Poor coconut oil. Taken down off its pedestal. It must feel very badly about itself knowing, again, for a fact, it’s a saturated fat.
If you followed the science you knew this! I’m just SMH (shaking my head), a lot, because most consumers will say they feel like the science has changed on them, yet again. The thing is, it hasn’t.
I was in touch with a fellow colleague Kevin Klatt, PhD Candidate at Cornell University in molecular nutrition and RDN to be, who clarifies the coconut oil ‘news’ for us:
“I think there’s so little evidence on it that we can’t say too much. Based on its effects on LDL and the whole body of evidence, I think the guidelines pretty much state that it should be used sparingly relative to other cooking oils, such as extra virgin olive oil and canola oils.
Individuals at high risk of cardiovascular disease should stick to their medically advised diets, which if they’re following the AHA/ACC 2013 guidelines, coconut oil wouldn’t be used regularly. That all said, coconut oil has it places in certain cuisines and recipes and shouldn’t be looked at as ‘toxic’.
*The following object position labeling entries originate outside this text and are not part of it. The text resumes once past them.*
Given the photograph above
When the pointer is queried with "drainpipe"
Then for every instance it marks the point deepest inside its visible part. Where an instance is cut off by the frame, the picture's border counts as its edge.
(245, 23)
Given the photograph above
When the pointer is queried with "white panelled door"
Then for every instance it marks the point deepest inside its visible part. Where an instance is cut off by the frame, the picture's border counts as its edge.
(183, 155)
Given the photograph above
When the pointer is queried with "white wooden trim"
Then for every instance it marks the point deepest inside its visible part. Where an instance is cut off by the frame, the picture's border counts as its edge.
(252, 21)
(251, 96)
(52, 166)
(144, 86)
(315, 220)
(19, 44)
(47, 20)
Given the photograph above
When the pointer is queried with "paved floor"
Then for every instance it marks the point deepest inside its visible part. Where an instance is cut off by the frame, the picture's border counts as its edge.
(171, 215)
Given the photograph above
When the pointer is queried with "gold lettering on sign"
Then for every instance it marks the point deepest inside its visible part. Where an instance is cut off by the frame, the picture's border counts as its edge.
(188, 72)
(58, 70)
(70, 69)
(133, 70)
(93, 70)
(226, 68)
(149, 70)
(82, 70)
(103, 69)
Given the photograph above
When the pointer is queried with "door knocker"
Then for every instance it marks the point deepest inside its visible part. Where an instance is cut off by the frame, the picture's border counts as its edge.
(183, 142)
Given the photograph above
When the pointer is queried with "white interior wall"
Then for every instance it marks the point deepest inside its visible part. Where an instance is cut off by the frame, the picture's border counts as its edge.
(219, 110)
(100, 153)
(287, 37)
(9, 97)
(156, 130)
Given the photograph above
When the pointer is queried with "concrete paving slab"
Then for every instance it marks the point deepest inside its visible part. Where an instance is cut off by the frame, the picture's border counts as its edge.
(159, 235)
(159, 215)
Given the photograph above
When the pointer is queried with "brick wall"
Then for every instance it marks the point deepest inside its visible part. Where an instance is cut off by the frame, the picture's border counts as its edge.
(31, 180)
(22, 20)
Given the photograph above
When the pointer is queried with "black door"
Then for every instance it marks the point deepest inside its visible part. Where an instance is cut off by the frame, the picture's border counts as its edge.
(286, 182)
I think RDNs can still counsel patients to use it occasionally with their patient/clients’ favorite dishes, while still focusing their overall dietary fat intake on nuts/seeds, extra virgin olive oil, canola, etc. I personally err on not saying much about coconut oil, and would advise individuals that it raises LDL and HDL but we don’t know much about its impact on cardiovascular disease risk beyond that.”
Further, here are two articles on this to help you understand the facts – including one written by Kevin who was quoted above.
Give that bottle of coconut oil a hug and put it back in your collection of oils for cooking or baking (use sparingly especially if you have a history of heart disease). I’m going to use this word, again, MODERATION. (Which is why I gave coconut oil the morsel section.)